Knowledge Distillation and Gradient Estimation for Active Error Compensation in Approximate Neural Networks
Cecilia De la Parra1,a, Xuyi Wu2,a, Andre Guntoro1,b and Akash Kumar2,b
1Robert Bosch GmbH Renningen, Germany
acecilia.delaparra@de.bosch.com
bandre.guntoro@de.bosch.com
2Technische Universität München Munich, Germany
axuyi.wu@tum.de
bakash.kumar@tu-dresden.de
ABSTRACT
Approximate computing is a promising approach for optimizing computational resources of error-resilient applications such as Convolutional Neural Networks (CNNs). However, such approximations introduce an error that needs to be compensated by optimization methods, which typically include a retraining or fine-tuning stage. To efficiently recover from the introduced error, this fine-tuning process needs to be adapted to take CNN approximations into consideration.

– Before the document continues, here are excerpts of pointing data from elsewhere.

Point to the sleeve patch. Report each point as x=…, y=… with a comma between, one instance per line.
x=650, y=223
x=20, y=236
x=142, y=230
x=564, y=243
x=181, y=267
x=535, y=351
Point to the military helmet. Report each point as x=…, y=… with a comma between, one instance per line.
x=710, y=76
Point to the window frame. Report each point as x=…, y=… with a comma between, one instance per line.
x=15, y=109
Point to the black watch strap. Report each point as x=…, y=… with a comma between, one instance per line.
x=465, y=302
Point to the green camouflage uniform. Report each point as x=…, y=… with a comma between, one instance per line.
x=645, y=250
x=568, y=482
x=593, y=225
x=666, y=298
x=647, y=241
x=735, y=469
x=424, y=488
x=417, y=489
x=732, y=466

In this work, we present a novel methodology for fine-tuning approximate CNNs with ultralow bit-width quantization and large approximation error, which combines knowledge distillation and gradient estimation to recover the lost accuracy due to approximations. With our proposed methodology, we demonstrate energy savings of up to 38% in complex approximate CNNs with weights quantized to 4 bits and 8-bit activations, with less than 3% accuracy loss w.r.t. the full precision model.
Keywords: Approximate Computing, Neural Networks, Quantization, Approximate Multipliers.